What does Stay Human combat involve?
Combat places a heavy focus on close-quarters melee battle, dodging, blocking, countering, using martial arts and projectiles; throwing knives, Molotovs, bows and what have you, though upgradable shotguns, spears, and crossbows feature too. Naturally, Aiden will have to contend with various enemy types from differing factions, preferring varying combat styles; Bosses too, the leaders wait eagerly to have a go at maiming our diligent protagonist. It’s not the guns-blazing, somehow lasers have come out of nowhere sort of game, Dying Light 2 Stay Human, it portrays a refreshingly realistic attitude to combat where infinite bullets aren’t just lying around – Baseball bats and machetes are, though. You'll need them, with hordes of creepy and slow Walking Dead style zombies by day and deadly rapid World War Z zombies by night, toxic zombies, crawlers and Brutes too, the greater your weapon arsenal you the better.

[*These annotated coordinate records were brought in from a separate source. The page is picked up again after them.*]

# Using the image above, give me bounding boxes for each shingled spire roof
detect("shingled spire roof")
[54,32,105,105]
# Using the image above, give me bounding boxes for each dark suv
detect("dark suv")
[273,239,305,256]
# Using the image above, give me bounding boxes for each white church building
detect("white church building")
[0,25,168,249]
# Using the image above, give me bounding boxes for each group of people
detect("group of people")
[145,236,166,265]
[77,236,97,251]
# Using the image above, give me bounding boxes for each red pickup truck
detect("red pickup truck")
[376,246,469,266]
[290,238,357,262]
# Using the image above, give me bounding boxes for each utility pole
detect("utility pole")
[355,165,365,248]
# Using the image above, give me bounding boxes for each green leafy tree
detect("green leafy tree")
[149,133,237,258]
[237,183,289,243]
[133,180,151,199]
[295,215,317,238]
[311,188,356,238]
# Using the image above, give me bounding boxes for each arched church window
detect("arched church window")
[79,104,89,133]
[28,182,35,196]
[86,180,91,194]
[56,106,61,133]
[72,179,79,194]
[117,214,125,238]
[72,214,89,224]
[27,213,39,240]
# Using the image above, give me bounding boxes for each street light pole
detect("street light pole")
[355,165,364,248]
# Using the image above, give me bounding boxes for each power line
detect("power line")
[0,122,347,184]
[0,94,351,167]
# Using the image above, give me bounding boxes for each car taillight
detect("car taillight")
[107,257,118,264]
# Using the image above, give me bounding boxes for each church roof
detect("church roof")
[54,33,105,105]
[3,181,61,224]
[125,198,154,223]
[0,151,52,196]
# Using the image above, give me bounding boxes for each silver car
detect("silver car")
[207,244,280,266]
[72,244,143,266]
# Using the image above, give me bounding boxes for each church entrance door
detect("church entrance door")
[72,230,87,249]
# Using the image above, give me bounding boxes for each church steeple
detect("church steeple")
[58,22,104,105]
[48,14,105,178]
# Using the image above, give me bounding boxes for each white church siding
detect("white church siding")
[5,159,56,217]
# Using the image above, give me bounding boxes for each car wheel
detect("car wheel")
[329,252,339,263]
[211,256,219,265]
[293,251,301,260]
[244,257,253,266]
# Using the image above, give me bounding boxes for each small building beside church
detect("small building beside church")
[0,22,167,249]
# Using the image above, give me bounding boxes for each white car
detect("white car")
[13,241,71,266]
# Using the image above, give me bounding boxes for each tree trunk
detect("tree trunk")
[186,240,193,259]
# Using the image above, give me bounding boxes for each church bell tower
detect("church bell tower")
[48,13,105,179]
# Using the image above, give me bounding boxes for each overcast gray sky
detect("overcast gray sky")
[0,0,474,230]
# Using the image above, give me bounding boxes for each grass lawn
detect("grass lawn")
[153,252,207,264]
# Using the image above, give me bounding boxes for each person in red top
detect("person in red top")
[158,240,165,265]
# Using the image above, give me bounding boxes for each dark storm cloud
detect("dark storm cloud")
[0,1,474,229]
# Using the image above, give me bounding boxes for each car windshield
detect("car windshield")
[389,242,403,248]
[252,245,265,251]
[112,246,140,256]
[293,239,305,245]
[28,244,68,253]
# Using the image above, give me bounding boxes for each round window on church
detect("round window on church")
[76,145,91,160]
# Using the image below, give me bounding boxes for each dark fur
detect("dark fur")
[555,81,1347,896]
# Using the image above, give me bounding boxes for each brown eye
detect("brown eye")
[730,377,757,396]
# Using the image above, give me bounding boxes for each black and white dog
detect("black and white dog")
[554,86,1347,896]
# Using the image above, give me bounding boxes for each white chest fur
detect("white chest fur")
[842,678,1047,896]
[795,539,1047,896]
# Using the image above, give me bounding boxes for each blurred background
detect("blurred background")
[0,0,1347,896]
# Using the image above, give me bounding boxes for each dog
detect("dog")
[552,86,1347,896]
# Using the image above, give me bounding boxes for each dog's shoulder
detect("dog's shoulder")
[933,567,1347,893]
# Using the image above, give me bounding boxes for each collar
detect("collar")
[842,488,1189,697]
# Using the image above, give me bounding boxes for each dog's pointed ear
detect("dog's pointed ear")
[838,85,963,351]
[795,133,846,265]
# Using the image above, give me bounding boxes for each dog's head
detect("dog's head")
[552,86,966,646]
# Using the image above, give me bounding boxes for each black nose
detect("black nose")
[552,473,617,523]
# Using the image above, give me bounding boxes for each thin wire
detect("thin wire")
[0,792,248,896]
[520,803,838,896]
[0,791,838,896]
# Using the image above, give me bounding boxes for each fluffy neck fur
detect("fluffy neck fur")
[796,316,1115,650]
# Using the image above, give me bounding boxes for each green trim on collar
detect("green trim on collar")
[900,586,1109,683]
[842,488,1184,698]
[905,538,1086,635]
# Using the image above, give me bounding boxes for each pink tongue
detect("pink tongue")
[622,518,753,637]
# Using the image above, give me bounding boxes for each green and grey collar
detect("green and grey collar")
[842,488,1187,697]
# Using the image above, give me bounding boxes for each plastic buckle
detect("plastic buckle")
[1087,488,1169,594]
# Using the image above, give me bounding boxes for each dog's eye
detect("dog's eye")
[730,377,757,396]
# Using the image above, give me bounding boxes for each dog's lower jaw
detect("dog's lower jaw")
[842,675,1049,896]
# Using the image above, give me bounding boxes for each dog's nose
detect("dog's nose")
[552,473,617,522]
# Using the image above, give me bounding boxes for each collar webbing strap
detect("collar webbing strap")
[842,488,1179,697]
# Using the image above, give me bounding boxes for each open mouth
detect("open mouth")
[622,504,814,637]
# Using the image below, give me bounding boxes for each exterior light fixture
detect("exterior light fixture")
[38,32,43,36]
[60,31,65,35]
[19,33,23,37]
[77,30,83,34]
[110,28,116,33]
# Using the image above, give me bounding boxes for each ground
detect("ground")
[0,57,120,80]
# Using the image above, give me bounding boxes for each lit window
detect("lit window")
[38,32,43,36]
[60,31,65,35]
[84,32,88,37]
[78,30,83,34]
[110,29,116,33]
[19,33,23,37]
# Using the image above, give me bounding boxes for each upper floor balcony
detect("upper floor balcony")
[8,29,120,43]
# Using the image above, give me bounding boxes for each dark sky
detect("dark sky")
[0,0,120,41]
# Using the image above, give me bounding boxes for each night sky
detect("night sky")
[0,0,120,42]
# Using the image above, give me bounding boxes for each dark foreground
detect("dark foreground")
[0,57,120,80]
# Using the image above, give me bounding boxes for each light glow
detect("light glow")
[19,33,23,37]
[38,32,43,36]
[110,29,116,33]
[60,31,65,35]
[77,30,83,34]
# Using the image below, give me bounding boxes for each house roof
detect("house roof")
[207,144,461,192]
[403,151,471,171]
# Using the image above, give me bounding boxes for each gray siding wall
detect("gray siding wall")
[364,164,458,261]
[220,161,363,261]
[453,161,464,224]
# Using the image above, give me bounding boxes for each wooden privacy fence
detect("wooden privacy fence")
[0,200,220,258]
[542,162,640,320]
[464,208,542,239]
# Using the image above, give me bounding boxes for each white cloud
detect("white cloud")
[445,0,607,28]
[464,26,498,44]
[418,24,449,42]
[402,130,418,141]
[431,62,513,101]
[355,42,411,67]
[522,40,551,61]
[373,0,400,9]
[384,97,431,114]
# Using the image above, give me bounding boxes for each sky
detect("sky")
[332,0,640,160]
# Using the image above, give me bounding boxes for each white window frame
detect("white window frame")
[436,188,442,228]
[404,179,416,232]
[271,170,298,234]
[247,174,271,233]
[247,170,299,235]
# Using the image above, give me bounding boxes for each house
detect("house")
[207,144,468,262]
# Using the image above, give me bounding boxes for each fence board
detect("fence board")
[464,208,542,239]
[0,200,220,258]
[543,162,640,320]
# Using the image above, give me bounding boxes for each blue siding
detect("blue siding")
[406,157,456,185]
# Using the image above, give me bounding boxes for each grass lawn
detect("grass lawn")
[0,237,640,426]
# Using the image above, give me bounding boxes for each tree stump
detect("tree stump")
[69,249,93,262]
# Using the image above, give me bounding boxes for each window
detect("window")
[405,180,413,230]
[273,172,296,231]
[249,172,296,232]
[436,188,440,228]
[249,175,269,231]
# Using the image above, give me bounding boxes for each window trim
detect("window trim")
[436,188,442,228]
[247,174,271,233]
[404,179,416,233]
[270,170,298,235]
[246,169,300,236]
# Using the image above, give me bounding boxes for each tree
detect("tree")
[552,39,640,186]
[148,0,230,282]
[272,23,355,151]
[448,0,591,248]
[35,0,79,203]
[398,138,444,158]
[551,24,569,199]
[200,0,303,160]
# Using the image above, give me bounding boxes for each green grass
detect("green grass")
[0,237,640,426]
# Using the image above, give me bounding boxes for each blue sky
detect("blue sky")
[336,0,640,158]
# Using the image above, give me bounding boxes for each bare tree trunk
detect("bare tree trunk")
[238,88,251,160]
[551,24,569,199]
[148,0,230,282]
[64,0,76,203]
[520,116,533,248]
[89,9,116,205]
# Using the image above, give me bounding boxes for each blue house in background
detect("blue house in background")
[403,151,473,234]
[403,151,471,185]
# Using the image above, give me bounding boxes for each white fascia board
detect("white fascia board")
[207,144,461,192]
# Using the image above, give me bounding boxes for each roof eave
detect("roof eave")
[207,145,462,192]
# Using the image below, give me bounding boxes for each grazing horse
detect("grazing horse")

Dying Light 2 could quite easily be the game of the year for some – it has all the required ingredients to be considered among the finest games of the post-apocalypse horror genre. Better still, Techland has brought back fan-favourite elements of the 2015 original Dying Light; the four-player co-op mode a prime example, and the same docile day-time zombies that go berserk once the sun has set, but all else, even despite being along the same lines, is either completely novel or greatly improved. A month sits between us and this brilliant game’s release – too long, but patience is a virtue I am told.